Deep neural networks (DNNs) have greatly advanced the ability to predict genome function from sequence. However, elucidating underlying biological mechanisms from genomic DNNs remains challenging. Existing interpretability methods, such as attribution maps, have their origins in non-biological machine learning applications and therefore have the potential to be improved by incorporating domain-specific interpretation strategies. Here we introduce SQUID (Surrogate Quantitative Interpretability for Deepnets), a genomic DNN interpretability framework based on domain-specific surrogate modelling. SQUID approximates genomic DNNs in user-specified regions of sequence space using surrogate models—simpler quantitative models that have inherently interpretable mathematical forms. SQUID leverages domain knowledge to model cis-regulatory mechanisms in genomic DNNs, in particular by removing the confounding effects that nonlinearities and heteroscedastic noise in functional genomics data can have on model interpretation. Benchmarking analysis on multiple genomic DNNs shows that SQUID, when compared to established interpretability methods, identifies motifs that are more consistent across genomic loci and yields improved single-nucleotide variant-effect predictions. SQUID also supports surrogate models that quantify epistatic interactions within and between cis-regulatory elements, as well as global explanations of cis-regulatory mechanisms across sequence contexts. SQUID thus advances the ability to mechanistically interpret genomic DNNs.
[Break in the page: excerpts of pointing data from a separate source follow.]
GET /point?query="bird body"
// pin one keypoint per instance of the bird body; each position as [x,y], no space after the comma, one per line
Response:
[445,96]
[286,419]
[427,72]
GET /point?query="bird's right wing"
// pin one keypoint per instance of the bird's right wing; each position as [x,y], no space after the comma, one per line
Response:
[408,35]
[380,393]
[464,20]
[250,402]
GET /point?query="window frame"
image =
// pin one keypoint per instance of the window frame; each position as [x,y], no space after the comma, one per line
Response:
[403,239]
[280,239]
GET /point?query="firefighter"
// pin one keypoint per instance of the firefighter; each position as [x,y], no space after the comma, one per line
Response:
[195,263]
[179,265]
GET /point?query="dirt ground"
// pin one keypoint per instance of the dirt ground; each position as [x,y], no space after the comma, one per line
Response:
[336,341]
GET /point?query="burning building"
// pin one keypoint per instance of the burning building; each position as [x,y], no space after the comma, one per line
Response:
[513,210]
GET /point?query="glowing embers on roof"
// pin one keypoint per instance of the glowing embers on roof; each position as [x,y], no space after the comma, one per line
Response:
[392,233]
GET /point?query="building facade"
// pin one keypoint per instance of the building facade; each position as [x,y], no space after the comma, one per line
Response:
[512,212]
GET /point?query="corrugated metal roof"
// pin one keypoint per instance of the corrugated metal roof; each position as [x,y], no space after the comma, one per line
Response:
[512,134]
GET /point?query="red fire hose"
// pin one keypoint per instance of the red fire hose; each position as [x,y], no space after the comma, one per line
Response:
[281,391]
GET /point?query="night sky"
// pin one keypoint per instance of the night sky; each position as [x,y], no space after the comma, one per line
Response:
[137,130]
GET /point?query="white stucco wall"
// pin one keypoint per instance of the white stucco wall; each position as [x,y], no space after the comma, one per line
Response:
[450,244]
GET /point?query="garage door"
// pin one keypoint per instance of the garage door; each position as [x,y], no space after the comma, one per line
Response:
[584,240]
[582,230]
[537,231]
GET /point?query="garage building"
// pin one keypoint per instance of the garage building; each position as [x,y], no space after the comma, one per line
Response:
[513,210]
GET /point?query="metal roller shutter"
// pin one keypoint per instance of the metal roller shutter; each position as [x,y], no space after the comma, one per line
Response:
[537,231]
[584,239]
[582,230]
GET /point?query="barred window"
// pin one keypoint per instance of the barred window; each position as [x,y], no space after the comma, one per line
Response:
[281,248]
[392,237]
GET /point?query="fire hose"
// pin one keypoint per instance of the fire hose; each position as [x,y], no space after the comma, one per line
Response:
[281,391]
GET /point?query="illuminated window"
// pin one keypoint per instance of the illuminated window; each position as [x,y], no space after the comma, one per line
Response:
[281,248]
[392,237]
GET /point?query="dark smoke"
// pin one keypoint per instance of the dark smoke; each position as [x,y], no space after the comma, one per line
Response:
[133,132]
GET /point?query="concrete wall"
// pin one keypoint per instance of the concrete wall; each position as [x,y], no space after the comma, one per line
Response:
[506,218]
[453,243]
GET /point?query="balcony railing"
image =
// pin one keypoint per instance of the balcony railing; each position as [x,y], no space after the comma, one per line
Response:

深度神经网络 (DNN) 极大地提高了根据序列预测基因组功能的能力。然而，从基因组 DNN 中阐明潜在的生物学机制仍然具有挑战性。现有的可解释性方法（例如归因图）起源于非生物机器学习应用，因此有可能通过结合特定领域的解释策略来改进。在这里，我们介绍 SQUID（Deepnets 的代理定量可解释性），这是一种基于特定领域代理建模的基因组 DNN 可解释性框架。 SQUID 使用代理模型（具有本质上可解释的数学形式的更简单的定量模型）在序列空间的用户指定区域中近似基因组 DNN。 SQUID 利用领域知识对基因组 DNN 中的顺式调控机制进行建模，特别是通过消除功能基因组数据中的非线性和异方差噪声对模型解释可能产生的混杂影响。对多个基因组 DNN 的基准分析表明，与已建立的可解释性方法相比，SQUID 识别出在基因组位点上更加一致的基序，并产生改进的单核苷酸变异效应预测。 SQUID 还支持量化顺式调控元件内部和之间的上位相互作用的替代模型，以及跨序列上下文的顺式调控机制的全局解释。因此，SQUID 提高了机械解释基因组 DNN 的能力。